Tabel 4.3 Kelas Kerapatan Hutan Mangrove di Pulau Tanakeke
Kelas | Kisaran Nilai NDVI | Luas | Persentase |
Mangrove | Hasil Transformasi | (Ha) | Luasan |
Jarang | 0.1 - 0.15 | 336,932 | 44.2 |
Sedang | 0.16 - 0.20 | 206,73 | 27.13 |
Padat | 0.21 - 0.42 | 218,36 | 28.6 |
Sumber: Hasil pengolahan data primer, November 2007
Dimana nilai NDVI berkisar -1 sampai 1, dengan pendekatan rasio antara kelas mangrove padat dengan mangrove jarang berarti makin tinggi nilai rasio tersebut (nilai max = 1), maka makin baik kualitas mangrove setempat (Dewanti, 1999) dimana rasio yang diperoleh dari transformasi yaitu 0,57.
Gambar 4.15: Peta Tingkat Kerapatan Mangrove Pulau Tanakeke Kabupaten Takalar
- Klasifikasi Multispektral
a.

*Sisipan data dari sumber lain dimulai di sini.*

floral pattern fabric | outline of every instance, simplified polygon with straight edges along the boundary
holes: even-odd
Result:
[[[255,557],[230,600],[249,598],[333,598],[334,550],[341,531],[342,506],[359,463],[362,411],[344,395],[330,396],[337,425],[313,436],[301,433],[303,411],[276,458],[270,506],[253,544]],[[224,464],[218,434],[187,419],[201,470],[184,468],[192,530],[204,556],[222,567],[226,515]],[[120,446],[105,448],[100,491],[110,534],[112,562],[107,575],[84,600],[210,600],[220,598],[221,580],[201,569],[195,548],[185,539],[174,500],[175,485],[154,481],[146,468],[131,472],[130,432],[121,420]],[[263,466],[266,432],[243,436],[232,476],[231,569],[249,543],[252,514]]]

Pemilihan band spektral
Mengidentifikasi vegetasi mangrove melalui penginderaan jauh dapat didasarkan atas dua sifat penting dari vegetasi mangrove yaitu bahwa mangrove mempunyai zat hijau daun (klorofil) dan mangrove tumbuh di daerah pesisir. Kedua hal ini akan menjadi pertimbangan penting di dalam mendeteksi hutan mangrove melalui satelit, sifat optik klorofil sangat khas karena klorofil menyerap spektrum sinar merah dan memantulkan dengan kuat spektrum infra merah. Klorofil fitoplankton yang berada di air laut dapat dibedakan dari klorofil mangrove karena sifat air yang kuat menyerap spektrum infra merah. Tanah, pasir, dan batuan juga memantulkan tetapi tidak menyerap spektrum sinar merah sehingga tanah dan mangrove secara optik juga dapat dibedakan.
VGT (Végetation) merupakan pengindera tambahan yang diusung oleh SPOT 4 Pengindera ini mempergunakan metode penyiaman elektronik (CCD) untuk mempertajam kenampkan pada visualisasi pengamatan vegetasi.
Vegetasi mangrove dan vegetasi yang lain memang mempunyai sifat optik yang hampir sama dan sulit dibedakan tetapi mengingat mangrove hidup di pinggir pantai dekat dengan air laut, maka biasanya antara keduanya dapat dipisahkan dengan memperhitungkan jarak pengaruh air laut. Areal Mangrove di Pulau Tanakeke Kabupaten Takalar menjadi batas luar areal tambak dan batas antara perairan dan pantai. Pada penelitian ini, band yang dikompositkan adalah band 321 yang disajikan pada gambar 4.16.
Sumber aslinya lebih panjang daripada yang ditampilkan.